Pero hay realidades que nos impactan en las narices para que espabilemos. El peligro que se cierne sobre las pensiones nos alcanzan de lleno: si no encontramos soluciones a los ritmos económicos actuales no están garantizadas para un futuro inmediato. Hace unos días el Banco de España, en su informe anual, se centró en este asunto, concluyendo que ni la llegada de inmigrantes, ni las subidas de cotizaciones, ni los incentivos para demorar la jubilación son suficientes para sostener el sistema de pensiones. Vaticinando que se trata de “uno de los mayores desafíos a los que se enfrentarán las principales economías en los próximos años”. En España, con el envejecimiento de la población, el aumento de las jubilaciones del llamado baby boom de los sesenta y la baja tasa de natalidad, el problema se acentuará más que otros países. Para paliar esto se estima que la población inmigrante trabajadora de nuestro país tendría que elevarse más allá de los 24 millones y llegar, al menos, a los 37 millones para 2053.
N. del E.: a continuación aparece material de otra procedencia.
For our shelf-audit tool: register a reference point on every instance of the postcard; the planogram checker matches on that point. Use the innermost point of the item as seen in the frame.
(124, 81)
Todos venimos de alguna parte. Los ‘castrojas’ de aquellos años que coadyuvamos a levantar el nivel de vida de las ciudades españolas, sacándolas de la miseria heredada de la posguerra; los emigrantes españoles que potenciaron las economías europeas; y los inmigrantes latinoamericanos o africanos que sostienen la agricultura exportadora o los servicios de atención a dependientes. Todos somo migrantes.

No criminalicemos la inmigración. El deseo de buscar un lugar en el planeta donde mejorar las condiciones de vida es un derecho. Frenar los sueños es imposible. Las grandes migraciones son la seña de identidad en la historia de la humanidad y de la construcción de los países.